Ainsi, diaboliser revient souvent à ignorer ces facteurs modulants, à réduire l’aliment à un seul critère caricatural.
Les avantages d’une approche plus souple et bienveillante
Adopter une posture d’acceptation raisonnée plutôt que de condamnation permet plusieurs bénéfices.
Vous libérez votre alimentation de la culpabilité : consommer un aliment plaisir ne devient pas un “écart” mais un moment normal, intégré.
Vous favorisez la modération plutôt que l’excès : quand rien n’est “interdit”, rien n’est incontrôlé ou clandestin. Vous pouvez manger avec conscience, selon le désir et le besoin.
Vous redonnez à l’aliment une dimension positive : plaisir, convivialité, partage, diversité nutritionnelle. Cela nourrit aussi l’équilibre psychologique.
Vous développez une relation durable à l’alimentation : l’objectif n’est plus “résister” à l’aliment mauvaise réputation, mais intégrer tous les aliments dans une vision globale, cohérente et respectueuse de votre corps.
Comment passer de la diabolisation à l’intégration intelligente ?
Voici des pistes concrètes à adopter.
Changez le vocabulaire : remplacez “interdit”, “mauvais” par “à consommer avec modération”, “à savourer à l’occasion”.
Adoptez une logique de fréquence et portions : cet aliment n’est pas éliminé, mais introduit à un rythme qui convient à votre vie, à votre corps, à votre situation.
Évaluez l’ensemble du repas : un burger occasionnel dans une journée riche en légumes n’a pas le même impact qu’une journée déséquilibrée.
Pensez à l’intention : êtes‑vous en train de manger par plaisir, par faim, par émotions ? Quand l’aliment est choisi consciemment, il devient un acte positif.
Travailler sur la flexibilité alimentaire : acceptez que l’alimentation soit variée, que certains jours soient moins « parfaits » que d’autres, que l’équilibre se fasse sur la semaine plus que sur chaque repas.
Et surtout, cultivez une écoute de votre corps : comment vous sentez‑vous après avoir mangé cet aliment, dans quelle quantité, dans quel contexte ? Cette mise en conscience vaut plus que la simple liste “bon/mauvais”.
Les limites à garder en tête
Ce message ne nie pas que certains aliments ou pratiques alimentaires peuvent poser problème (ultra‑transformés, excès de sucres, graisses saturées, additifs). Il ne s’agit pas de tout autoriser sans réflexion. Mais plutôt de reconnaître que la diabolisation généralisée n’est pas la solution. De plus, en cas de pathologie spécifique (diabète, allergies, intolérances), certaines recommandations restent nécessaires. Enfin, remettre l’aliment sur la table ne ramène pas automatiquement à l’équilibre : l’intention, la fréquence, le contexte et l’accompagnement sont essentiels.

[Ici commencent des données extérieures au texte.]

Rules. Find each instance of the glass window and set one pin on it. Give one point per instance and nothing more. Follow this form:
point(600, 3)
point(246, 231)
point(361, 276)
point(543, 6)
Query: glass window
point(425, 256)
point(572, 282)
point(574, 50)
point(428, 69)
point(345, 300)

Arrêter de diaboliser certains aliments, ce n’est pas faire n’importe quoi. C’est remettre l’aliment à sa juste place : ni héros absolu, ni ennemi déclaré. C’est choisir la nuance, l’écoute, le contexte. En adoptant cette démarche, vous construisez une relation à l’alimentation plus sereine, plus équilibrée, plus durable. Vous ne nourrissez plus seulement votre corps, mais aussi votre liberté, votre plaisir et votre bien‑être. Et c’est peut‑être là toute la différence.